A question that is not about cars

A question that is not about cars

Author
Discussion

kevinday

Original Poster:

12,048 posts

286 months

Monday 18th February 2002
quotequote all
Can anybody help, I am looking at replacing my laptop with a new one that has a DVD drive. These are cheapest in the States but will have a US coded DVD player. Is it possible to remove the coding or convert it to European standard to use my European DVDs?

marki

15,763 posts

276 months

Monday 18th February 2002
quotequote all
Hi , as far as i know DVD codes are not changable But , a laptop is or should be to a world wide standard for use "world wide" it depends what you want to use it for.

rthierry

684 posts

287 months

Monday 18th February 2002
quotequote all
Kevin,

I know that when I picked up my company laptop the DVD drive was there but the driver was not installed. I download the driver from the Compaq web site and installed it. During the installation process I was asked to select a specific geographic area. I suppose that I you buy the hardware separately and install it yourself - most laptop are now design so that you can swap a drived and dvd / cd rom drive - you'll have the choice. Otherwise I guess you'd have to request whoever you are buying from to do this for you.

Hope this helps.

Rgds

Roms

Marshy

2,748 posts

290 months

Monday 18th February 2002
quotequote all
Beware, it varies depending on the precise DVD drive used. The region code is usually somewhere in the "firmware" and while changable, is sometimes only changable a certain number of times. So if you have a mix of different region coded DVDs, you could end up in a bit of bother at some point.

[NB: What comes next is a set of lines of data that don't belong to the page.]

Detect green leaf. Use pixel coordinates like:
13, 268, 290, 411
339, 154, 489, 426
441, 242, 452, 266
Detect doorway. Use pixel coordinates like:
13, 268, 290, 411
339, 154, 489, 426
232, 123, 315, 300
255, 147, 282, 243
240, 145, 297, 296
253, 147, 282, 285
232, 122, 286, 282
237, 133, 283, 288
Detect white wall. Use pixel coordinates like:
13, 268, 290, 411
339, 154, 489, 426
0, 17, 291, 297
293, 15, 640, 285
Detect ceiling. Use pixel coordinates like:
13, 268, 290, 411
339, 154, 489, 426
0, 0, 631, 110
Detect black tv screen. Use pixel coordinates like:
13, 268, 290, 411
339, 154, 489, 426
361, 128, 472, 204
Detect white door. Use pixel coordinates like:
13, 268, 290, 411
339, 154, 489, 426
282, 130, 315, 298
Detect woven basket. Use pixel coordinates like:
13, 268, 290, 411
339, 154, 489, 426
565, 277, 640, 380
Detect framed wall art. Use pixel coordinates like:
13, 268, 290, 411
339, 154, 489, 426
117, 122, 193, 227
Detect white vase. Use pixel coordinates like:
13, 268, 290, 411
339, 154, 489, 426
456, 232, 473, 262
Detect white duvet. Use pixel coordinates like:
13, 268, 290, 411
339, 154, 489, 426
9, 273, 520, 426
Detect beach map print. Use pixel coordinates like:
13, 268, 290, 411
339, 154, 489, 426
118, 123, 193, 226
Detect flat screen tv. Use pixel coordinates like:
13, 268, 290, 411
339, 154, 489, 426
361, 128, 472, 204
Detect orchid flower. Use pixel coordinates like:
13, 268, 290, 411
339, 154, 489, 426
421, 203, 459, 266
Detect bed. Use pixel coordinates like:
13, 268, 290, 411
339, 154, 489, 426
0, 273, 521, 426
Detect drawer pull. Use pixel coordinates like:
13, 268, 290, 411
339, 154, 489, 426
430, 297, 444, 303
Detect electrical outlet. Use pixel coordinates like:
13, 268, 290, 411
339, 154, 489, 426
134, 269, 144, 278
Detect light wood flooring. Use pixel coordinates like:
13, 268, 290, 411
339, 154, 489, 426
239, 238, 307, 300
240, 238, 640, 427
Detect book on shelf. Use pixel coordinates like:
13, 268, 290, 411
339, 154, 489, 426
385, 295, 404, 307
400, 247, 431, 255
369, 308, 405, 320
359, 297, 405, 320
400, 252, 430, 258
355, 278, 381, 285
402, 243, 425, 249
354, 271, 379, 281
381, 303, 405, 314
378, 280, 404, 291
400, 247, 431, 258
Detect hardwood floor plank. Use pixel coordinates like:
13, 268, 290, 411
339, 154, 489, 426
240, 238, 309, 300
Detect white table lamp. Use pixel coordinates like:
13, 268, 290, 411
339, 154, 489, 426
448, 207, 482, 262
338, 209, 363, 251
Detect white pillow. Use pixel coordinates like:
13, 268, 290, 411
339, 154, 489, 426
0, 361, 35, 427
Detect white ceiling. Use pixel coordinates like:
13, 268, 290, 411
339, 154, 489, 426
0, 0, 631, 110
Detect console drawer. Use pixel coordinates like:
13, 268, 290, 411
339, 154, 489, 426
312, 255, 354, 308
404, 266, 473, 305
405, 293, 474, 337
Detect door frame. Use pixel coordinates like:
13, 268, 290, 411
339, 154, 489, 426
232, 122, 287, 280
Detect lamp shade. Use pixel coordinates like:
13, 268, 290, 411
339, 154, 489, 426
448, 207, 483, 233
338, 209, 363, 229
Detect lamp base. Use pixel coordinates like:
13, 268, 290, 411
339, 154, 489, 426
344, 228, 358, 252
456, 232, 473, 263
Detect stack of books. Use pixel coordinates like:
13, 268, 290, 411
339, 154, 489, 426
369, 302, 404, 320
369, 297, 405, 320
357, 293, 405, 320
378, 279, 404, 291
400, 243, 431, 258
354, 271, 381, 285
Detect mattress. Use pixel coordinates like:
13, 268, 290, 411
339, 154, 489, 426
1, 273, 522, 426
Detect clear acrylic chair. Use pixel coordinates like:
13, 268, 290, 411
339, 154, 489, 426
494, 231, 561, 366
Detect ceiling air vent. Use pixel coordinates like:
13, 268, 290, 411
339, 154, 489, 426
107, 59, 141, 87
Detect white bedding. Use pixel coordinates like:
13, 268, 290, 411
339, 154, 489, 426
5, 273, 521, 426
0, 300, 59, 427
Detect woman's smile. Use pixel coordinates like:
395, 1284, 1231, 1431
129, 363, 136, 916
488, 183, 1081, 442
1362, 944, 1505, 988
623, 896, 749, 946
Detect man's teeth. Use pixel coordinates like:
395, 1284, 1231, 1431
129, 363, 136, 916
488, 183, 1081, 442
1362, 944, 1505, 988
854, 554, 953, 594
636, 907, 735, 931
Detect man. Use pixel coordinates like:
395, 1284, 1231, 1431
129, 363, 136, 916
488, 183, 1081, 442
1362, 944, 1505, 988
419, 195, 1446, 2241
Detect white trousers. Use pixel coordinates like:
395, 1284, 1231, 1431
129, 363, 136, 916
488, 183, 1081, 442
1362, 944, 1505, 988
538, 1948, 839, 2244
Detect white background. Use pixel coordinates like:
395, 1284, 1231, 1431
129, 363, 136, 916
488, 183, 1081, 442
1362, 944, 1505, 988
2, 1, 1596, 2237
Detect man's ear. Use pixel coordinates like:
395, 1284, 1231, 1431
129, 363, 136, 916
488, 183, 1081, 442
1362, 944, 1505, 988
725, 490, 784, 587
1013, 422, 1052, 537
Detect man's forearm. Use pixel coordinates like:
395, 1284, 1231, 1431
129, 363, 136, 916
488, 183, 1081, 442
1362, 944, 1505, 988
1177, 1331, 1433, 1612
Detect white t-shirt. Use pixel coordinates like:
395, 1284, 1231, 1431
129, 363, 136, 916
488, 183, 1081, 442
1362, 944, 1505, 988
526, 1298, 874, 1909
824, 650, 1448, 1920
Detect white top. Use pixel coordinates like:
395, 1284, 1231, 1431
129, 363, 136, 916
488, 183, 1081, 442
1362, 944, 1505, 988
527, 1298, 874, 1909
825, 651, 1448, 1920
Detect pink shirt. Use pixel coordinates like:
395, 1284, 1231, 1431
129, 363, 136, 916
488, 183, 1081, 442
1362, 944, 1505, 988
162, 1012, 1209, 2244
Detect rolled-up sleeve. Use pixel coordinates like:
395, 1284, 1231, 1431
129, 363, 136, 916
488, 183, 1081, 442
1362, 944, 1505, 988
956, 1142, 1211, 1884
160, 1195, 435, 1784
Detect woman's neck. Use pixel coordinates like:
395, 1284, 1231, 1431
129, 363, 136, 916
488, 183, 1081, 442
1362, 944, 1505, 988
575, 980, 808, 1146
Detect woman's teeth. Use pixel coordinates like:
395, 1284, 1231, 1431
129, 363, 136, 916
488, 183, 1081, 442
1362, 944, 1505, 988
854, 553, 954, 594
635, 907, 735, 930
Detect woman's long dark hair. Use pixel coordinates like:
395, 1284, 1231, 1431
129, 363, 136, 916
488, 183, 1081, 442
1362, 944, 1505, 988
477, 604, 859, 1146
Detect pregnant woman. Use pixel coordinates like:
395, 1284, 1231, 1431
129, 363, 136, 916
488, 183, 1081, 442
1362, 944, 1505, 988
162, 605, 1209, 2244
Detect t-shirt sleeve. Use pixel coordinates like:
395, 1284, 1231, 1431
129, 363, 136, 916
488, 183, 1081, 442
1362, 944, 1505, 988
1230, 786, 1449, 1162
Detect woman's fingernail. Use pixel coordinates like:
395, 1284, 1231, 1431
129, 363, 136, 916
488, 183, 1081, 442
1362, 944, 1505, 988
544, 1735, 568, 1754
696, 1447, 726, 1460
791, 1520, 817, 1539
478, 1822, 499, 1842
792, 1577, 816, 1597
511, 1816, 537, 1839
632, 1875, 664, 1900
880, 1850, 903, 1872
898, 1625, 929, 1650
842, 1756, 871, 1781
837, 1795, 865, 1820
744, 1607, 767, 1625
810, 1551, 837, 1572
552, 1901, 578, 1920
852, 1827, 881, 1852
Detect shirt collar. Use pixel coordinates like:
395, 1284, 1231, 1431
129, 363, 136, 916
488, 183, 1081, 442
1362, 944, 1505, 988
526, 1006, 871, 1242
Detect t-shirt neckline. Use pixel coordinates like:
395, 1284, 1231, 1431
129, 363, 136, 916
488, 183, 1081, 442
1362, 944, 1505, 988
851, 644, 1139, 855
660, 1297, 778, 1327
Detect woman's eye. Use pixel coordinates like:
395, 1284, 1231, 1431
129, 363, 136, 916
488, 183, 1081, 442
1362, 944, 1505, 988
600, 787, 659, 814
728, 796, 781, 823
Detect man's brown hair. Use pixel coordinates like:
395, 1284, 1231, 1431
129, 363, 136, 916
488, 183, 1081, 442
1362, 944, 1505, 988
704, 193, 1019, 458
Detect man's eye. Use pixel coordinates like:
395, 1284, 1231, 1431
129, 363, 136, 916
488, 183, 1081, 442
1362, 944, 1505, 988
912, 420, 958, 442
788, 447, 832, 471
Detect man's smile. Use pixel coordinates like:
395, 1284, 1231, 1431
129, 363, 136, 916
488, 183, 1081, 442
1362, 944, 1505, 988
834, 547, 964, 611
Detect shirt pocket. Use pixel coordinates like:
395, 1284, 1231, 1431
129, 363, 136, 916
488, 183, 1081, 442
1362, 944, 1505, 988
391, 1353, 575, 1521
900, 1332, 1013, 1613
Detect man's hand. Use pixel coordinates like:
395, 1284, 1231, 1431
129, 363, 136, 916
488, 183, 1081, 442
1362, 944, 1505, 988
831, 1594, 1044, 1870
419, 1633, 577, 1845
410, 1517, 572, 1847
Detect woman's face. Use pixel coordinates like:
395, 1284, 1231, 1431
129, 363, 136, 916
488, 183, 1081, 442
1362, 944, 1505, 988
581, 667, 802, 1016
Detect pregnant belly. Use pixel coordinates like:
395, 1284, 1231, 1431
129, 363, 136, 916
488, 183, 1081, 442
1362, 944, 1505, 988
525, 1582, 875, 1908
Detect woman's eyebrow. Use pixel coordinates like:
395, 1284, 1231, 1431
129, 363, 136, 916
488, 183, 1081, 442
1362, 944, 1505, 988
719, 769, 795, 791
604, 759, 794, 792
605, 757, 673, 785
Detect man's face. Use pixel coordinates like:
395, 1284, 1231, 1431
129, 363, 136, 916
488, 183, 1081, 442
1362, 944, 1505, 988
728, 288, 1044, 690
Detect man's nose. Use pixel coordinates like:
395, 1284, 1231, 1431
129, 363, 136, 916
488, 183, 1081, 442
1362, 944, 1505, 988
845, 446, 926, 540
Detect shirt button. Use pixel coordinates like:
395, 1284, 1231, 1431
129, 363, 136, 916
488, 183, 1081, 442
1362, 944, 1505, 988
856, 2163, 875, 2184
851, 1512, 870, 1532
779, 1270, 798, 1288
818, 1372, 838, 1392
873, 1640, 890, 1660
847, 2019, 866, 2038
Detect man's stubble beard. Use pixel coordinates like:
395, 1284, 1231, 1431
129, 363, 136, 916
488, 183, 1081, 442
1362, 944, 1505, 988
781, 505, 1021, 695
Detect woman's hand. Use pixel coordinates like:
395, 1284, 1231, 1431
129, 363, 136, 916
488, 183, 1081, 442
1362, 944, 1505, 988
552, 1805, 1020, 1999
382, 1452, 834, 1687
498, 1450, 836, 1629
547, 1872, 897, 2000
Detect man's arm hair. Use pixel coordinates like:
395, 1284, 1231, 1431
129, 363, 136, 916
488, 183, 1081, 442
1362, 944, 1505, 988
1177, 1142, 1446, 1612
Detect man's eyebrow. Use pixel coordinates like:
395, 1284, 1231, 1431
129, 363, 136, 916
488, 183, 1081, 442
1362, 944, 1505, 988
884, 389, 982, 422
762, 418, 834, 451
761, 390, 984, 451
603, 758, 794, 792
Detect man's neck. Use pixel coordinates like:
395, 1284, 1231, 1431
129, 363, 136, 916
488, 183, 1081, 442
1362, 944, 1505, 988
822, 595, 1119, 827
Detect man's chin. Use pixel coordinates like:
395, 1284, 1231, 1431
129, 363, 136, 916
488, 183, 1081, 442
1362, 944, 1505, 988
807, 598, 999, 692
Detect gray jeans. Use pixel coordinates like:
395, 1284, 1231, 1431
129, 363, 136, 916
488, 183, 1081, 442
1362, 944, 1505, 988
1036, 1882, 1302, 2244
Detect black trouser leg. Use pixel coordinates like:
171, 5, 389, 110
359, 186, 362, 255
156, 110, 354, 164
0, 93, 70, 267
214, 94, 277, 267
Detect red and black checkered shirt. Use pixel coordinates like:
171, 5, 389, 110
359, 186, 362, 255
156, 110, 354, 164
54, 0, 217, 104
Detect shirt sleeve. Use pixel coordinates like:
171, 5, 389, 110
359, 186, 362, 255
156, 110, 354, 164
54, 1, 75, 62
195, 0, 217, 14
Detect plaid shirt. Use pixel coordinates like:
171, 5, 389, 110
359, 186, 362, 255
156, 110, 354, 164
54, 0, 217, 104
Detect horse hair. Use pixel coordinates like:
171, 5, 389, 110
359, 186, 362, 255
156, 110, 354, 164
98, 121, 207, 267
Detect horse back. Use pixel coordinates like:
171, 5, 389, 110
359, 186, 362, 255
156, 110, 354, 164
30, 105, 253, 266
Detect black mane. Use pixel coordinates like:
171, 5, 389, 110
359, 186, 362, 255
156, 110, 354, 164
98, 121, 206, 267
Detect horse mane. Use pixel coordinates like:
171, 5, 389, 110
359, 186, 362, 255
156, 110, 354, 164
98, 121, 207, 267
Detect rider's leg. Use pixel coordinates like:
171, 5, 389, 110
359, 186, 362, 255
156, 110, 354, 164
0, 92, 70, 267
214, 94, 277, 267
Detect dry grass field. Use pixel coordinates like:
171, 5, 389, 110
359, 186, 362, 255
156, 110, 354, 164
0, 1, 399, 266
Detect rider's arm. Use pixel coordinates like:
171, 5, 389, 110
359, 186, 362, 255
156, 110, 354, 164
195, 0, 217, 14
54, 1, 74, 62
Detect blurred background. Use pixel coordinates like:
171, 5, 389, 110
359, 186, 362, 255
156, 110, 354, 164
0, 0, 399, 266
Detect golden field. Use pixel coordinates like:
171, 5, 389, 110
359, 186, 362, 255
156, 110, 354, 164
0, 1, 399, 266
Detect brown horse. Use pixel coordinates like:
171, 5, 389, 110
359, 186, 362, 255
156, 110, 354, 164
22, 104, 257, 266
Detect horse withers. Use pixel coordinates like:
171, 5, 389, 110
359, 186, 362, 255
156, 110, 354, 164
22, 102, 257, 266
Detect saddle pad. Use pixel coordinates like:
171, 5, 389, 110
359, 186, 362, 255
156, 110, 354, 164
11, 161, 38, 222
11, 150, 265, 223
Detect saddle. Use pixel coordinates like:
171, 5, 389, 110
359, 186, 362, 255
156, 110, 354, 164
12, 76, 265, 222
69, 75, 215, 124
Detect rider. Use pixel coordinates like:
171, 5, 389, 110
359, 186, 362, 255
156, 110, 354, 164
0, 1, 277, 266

Laptops and geographical mobility make a bloody mockery of the whole region coding business. Higher price scams in different regions being the only reason for it, IMHO. Motion Picture Ass. of America. Bastards.

>> Edited by Marshy on Monday 18th February 11:28

kevinday

Original Poster:

12,048 posts

286 months

Monday 18th February 2002
quotequote all
Thanks guys, the laptop will be another Toshiba with their own drive. I guess I will have to specify Euro coding when I purchase it.

.mark

11,104 posts

282 months

Monday 18th February 2002
quotequote all
Just to add. Mines an IBM Laptop the DVD comes with software you have to install and it's at this point you select the region. This region can then be changed a further 5 times before it renders itself useless.

workshy fopp

758 posts

273 months

Monday 18th February 2002
quotequote all
Get DVD Genie - it lets you swap regions at will.

Whoozit

3,754 posts

275 months

Monday 18th February 2002
quotequote all
I second the DVD Genie recommendation. I use it on my laptop and my main machine, no problems in using DVDs from other regions.

Bombjack

483 posts

273 months

Monday 18th February 2002
quotequote all
Marshy is right, it's all in the drive's firmware. DVD Genie allows you to bypass the limit on changing regions that is built into most DVD decoding software (e.g. WinDVD, PowerDVD) but it can do nothing about the firmware of the drive itself.

Some DVD drives aren't region locked at all, some have a set number of changes allowed, some are region locked from the beginning.

Most DVD drives can be hacked to allow region-free play by flashing the firmware to a new version (written by a hacker), although this is not without risks. I suggest you do a websearch on 'dvd firmware' to find out more.

Alex

9,975 posts

290 months

Monday 18th February 2002
quotequote all
Find out what make of drive is fitted to your PC and then go to this page to find a firmware patch that will make it 'region free'.

www.digital-digest.com/dvd/downloads/firmwarepage.html

You then need a utility like DVD Genie to make your DVD playback software region free also.

Nacnud

2,190 posts

275 months

Monday 18th February 2002
quotequote all
I've got a Dell Inspiron and it allows 5 region changes before trashing the DVD.

philshort

8,293 posts

283 months

Monday 18th February 2002
quotequote all
Nacnud - dunno if they've got any smarter, but my Inspiron DVD was region coded via registry entries. I worked out which registry keys changed when you swapped regions, and saved those to .reg files so I could load them back. Now I use the .reg files to swap between regions, and I always have 4 tries left!



>> Edited by philshort on Monday 18th February 21:22

campbell

2,500 posts

289 months

Tuesday 19th February 2002
quotequote all
Can you flash the bios so it can play multy regiom DVDs.
Most of these units can.
I would looking that Kevin.

kevinday

Original Poster:

12,048 posts

286 months

Tuesday 19th February 2002
quotequote all
Thanks again guys, I will look at all the options when I buy it.